Una intentona más y el cartílago de la oreja hace crac.

—¡AU!

Menuda mierda… Es injusto. Se me van a quedar las orejas como las de un jugador de rugby hecho polvo. No me lo creo. No puedo ni moverme. ¿Qué hago? Respira, Alvina. Respira. Respira. Si has entrado, puedes salir. Es una cuestión física muy básica. Una ley universal. Venga, Alvie. VENGA, CHICA, TÚ PUEDES. Tiro de nuevo: DUELE. No va a haber manera. Apoyo la barbilla en el muro y lloriqueo un poco.

En mi cabeza, Beth se ríe con auténtica histeria. Se lo está pasando de maravilla.

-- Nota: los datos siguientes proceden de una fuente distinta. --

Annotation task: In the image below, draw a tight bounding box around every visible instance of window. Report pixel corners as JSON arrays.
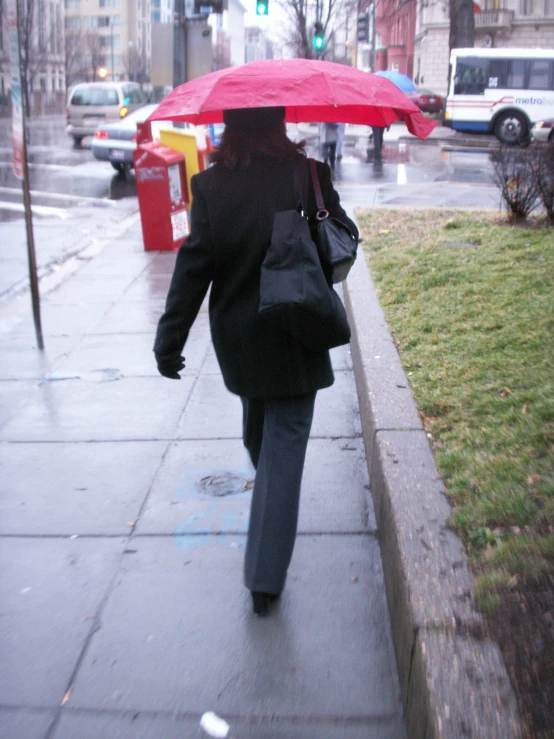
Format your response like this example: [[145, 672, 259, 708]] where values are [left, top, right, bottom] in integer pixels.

Trato otra vez de hacer pasar el cráneo entre los barrotes, pero ahora parece más ancho y estoy más atascada que nunca. Empiezo a hiperventilar. ¿Y si me ve Nino? Soy un blanco fácil, tengo que salir de aquí. No hay tiempo que perder. Necesito lubricación. Ojalá llevase un bote de lubricante… Entonces me acuerdo de lo que llevo en el bolso: el Durex Play que compré en la farmacia, por si acaso. A ver si llego… Alcanzo el asa con los dedos de los pies y la levanto con el pie derecho. Me acerco el bolso. Meto la mano y busco el tubo. Sí. ¡Sí! Tiene que funcionar, esta es una de mis ideas brillantes. Me embadurno la mano y me froto el lubricante por las orejas. Es húmedo y resbaladizo. Es perfecto. Respiro hondo, uno, dos, tres, estiro y saco la cabeza de entre las barras.

Soy libre. Por fin.

Me dejo caer al suelo y recupero el aliento. Entonces ocurre algo extraño: una sensación caliente. Hostia, me arden las orejas. ¿Por qué narices me queman las orejas?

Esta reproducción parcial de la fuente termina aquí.